Мы идём, внимательно всматриваясь в бугроватую поверхность снега. Нигде ни единого следа: ни птица, ни зверь ещё не дотронулись до его девственного покрова, словно в этой долине, кроме нас, никого не было. Но Черня, принюхиваясь, отмечал в воздухе подозрительные запахи. Он то останавливался и, внимательно прислушиваясь, разбирался в звуках, неуловимых для человека, то на ходу обнюхивал веточку, выступ скалы или упавший с кедра комочек снега. Для нас долина казалась безжизненной, а для Черни она была переполнена самыми разнообразными звуками и запахами, которые он улавливал своим замечательным слухом и поразительным чутьём.
Вот мы миновали первый ключик и только вошли в кедровую заросль, как Черня, охваченный непонятной тревогой, внезапно остановился и, подняв голову, влажным носом стал втягивать воздух. И вдруг — прыжок, второй… и он снова замер.

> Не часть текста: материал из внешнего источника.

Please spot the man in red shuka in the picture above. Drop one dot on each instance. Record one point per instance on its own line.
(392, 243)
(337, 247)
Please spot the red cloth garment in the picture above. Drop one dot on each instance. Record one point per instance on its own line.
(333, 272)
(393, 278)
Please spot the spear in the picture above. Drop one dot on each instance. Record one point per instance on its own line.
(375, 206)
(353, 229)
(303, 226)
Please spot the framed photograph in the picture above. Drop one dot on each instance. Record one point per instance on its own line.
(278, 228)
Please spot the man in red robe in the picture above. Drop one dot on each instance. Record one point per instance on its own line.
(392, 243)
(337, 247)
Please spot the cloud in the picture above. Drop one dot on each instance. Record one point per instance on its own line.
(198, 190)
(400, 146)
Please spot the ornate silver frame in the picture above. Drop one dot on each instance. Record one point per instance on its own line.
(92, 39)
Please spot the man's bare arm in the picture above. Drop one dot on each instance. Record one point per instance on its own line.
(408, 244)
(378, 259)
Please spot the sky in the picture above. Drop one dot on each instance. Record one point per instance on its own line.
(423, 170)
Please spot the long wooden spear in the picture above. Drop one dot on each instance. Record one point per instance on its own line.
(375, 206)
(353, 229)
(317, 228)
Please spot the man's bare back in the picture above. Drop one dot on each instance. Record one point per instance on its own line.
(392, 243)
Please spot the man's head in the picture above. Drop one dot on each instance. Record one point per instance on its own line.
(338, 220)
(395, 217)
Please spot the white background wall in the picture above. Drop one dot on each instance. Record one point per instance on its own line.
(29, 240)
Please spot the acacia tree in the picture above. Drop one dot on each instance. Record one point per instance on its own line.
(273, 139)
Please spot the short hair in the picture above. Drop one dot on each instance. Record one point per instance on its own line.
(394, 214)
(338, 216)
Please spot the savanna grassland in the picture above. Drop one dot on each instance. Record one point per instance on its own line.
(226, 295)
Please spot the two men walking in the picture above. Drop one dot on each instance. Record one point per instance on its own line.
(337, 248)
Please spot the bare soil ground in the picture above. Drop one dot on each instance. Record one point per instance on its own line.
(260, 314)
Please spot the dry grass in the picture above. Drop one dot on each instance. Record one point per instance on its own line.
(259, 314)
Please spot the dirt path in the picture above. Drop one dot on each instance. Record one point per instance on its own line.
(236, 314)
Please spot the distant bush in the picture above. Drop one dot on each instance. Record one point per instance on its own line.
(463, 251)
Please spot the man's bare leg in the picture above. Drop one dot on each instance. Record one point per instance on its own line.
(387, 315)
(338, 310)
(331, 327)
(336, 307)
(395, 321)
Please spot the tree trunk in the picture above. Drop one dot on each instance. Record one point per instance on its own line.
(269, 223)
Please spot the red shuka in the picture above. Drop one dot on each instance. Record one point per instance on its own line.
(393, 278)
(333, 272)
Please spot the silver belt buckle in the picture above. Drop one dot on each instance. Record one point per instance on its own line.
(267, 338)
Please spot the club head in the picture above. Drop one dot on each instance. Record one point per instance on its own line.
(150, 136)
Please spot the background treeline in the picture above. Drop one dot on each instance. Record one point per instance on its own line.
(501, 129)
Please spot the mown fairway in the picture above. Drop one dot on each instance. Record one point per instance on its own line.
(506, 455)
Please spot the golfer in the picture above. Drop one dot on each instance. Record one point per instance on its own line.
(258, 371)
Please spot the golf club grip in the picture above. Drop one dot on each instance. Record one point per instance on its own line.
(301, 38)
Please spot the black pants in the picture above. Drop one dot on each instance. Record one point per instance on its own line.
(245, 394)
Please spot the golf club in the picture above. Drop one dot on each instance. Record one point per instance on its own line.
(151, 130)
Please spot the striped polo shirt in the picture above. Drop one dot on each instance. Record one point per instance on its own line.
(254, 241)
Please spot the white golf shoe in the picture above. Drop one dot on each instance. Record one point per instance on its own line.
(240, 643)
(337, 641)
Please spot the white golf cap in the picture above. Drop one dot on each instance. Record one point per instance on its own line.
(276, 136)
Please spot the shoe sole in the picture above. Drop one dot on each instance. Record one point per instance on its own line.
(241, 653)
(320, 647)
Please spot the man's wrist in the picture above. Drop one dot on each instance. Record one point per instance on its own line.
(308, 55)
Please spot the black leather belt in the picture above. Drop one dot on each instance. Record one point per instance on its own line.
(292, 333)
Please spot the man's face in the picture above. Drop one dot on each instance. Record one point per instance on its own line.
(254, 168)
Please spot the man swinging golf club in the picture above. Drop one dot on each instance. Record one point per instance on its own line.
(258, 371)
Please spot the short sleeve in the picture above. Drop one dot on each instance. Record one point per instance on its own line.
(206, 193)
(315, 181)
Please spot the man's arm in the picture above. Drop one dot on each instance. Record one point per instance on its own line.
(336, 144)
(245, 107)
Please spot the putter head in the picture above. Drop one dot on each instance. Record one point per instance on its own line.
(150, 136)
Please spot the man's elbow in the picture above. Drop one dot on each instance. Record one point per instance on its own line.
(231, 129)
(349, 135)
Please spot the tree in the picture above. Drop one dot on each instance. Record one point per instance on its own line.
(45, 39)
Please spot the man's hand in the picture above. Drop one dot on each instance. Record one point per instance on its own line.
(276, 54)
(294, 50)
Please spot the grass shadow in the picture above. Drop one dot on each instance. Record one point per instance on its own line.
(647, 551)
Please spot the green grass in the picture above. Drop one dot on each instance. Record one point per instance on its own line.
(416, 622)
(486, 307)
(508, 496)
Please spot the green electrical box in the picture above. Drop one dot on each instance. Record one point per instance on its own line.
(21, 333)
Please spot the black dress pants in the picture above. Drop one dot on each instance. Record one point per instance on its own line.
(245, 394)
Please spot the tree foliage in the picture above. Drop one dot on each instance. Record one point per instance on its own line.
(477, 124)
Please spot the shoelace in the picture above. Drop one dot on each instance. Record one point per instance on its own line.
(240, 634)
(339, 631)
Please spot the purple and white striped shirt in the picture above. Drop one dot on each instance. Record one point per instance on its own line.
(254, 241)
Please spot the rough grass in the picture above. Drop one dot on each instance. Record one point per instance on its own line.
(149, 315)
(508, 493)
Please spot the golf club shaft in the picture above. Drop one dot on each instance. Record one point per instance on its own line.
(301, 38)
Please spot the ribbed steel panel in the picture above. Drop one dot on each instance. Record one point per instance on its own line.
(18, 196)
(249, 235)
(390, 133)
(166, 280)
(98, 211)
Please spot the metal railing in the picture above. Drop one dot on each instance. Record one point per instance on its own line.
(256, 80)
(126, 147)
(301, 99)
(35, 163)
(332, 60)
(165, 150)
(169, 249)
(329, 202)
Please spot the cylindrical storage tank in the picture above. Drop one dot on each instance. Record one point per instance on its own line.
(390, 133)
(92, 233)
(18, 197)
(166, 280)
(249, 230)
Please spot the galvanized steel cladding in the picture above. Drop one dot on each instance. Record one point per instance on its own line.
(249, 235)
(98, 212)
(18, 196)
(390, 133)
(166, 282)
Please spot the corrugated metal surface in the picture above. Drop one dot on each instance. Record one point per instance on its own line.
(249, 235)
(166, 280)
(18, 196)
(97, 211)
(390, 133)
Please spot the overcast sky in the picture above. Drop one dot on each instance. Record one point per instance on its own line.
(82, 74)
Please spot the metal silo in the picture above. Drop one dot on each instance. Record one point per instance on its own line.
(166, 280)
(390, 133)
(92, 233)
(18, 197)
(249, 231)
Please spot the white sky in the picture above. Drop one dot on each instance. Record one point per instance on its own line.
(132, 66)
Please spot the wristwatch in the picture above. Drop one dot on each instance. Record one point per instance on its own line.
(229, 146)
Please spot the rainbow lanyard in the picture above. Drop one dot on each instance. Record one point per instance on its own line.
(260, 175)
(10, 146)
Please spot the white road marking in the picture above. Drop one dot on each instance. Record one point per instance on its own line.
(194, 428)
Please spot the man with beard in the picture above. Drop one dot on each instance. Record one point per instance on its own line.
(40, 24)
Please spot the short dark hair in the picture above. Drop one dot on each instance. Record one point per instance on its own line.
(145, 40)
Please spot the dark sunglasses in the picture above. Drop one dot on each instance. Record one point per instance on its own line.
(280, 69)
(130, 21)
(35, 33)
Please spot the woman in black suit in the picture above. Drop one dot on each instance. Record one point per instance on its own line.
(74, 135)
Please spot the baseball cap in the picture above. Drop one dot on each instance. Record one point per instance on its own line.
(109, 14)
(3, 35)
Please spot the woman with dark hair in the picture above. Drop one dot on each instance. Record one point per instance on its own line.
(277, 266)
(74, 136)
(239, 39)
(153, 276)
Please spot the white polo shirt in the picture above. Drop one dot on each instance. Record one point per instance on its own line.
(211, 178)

— Звери!.. — сдерживая собаку, шепнул таинственно Василий Николаевич.
Я прислушался. Вокруг было тихо. Напрасно я шарил глазами по лесу и всматривался в заснеженный берег, — нигде — ни единого живого существа. А взбудораженный Черня выходил из себя и, бросаясь вперёд, молча натягивал поводок.
— Где-то тут близко, — продолжал шептать промышленник. И, действительно, вскоре мы увидели стадо диких оленей. Животные, не замечая нас, пересекли редколесье и, спустившись в ложок, исчезли.